The severity depends on what you choose as your workouts. Walking for 45 minutes is very different from running or heavy lifting. People who select lower-intensity options for at least some sessions tend to fare much better than those who treat every workout like a high-intensity training day. Still, even with smart programming, 75 days of twice-daily exercise without a single rest day exceeds what most sports medicine professionals would recommend.
The All-or-Nothing Diet Approach
75 Hard lets you pick any nutrition plan you want, which is one of its more flexible elements. The catch is zero deviation for 75 days. No cheat meals, no exceptions. Research from Duke University School of Medicine highlights a tension in this approach: while structure and consistency are genuinely helpful for building better eating habits, labeling any deviation as failure can fuel guilt, shame, and the kind of restrict-then-binge cycle that mirrors disordered eating patterns.
The restart penalty amplifies this. If you eat something off-plan on day 50 and have to go back to day one, the psychological blow can trigger exactly the kind of overcorrection (extreme restriction or punishing exercise) that nutrition researchers flag as harmful. Planned flexibility in a diet, where occasional indulgences are built in rather than forbidden, tends to produce better long-term outcomes because it reinforces the idea that you don’t need perfection. You need consistency.
75 Soft: The Less Rigid Alternative
For people drawn to the structure of 75 Hard but put off by its rigidity, 75 Soft has gained traction as a more sustainable option. It keeps the core concepts (daily exercise, better nutrition, hydration, reading) but removes the restart penalty entirely. If you miss a day, you pick up where you left off instead of going back to zero. Workout requirements are also scaled down, and there’s more room for personal judgment on what counts.
Cleveland Clinic physicians have specifically recommended 75 Soft over 75 Hard for most people, noting that the original challenge “puts a lot of pressure on overhauling different areas of your life” simultaneously and that the restart rule makes the whole endeavor increasingly difficult to sustain. The softer version still builds accountability and discipline. It just doesn’t treat a single imperfect day as total failure.
Who 75 Hard Works Best For
75 Hard tends to resonate most with people who already have a baseline fitness level and thrive under rigid structure. If you’ve been exercising regularly, have a healthy relationship with food, and want a defined challenge with clear boundaries, the program can serve as a focused period of discipline. The reading and photo components add a mental and reflective layer that goes beyond typical fitness challenges.

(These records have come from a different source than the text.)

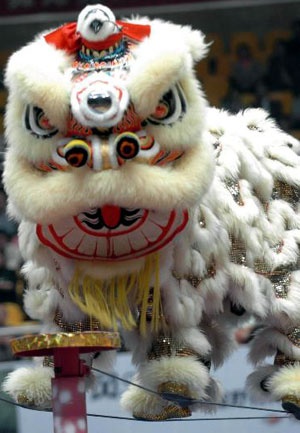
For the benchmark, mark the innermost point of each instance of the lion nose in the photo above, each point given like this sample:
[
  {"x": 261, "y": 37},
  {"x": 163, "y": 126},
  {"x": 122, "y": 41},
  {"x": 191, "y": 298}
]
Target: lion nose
[{"x": 99, "y": 101}]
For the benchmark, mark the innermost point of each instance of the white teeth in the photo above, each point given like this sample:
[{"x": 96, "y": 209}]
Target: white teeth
[
  {"x": 120, "y": 247},
  {"x": 64, "y": 227},
  {"x": 138, "y": 241},
  {"x": 72, "y": 239}
]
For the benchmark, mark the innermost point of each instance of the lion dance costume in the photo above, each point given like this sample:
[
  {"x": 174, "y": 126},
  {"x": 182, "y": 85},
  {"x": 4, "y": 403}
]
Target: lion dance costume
[{"x": 142, "y": 208}]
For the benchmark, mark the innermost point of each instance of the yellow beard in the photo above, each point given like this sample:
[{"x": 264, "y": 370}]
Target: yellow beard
[{"x": 122, "y": 299}]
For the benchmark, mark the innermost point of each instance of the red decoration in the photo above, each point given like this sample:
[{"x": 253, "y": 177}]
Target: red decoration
[{"x": 66, "y": 37}]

Where it gets risky is when beginners, people recovering from disordered eating, or anyone dealing with chronic injuries jumps in without modification. The no-modification philosophy is central to Frisella’s message, but your body doesn’t care about motivational frameworks. Ninety minutes of daily exercise with no rest days, combined with rigid dietary rules and a punishment-based restart system, is a significant physical and psychological load. Knowing that going in, and being honest about whether it fits your current situation, matters more than completing any arbitrary number of days.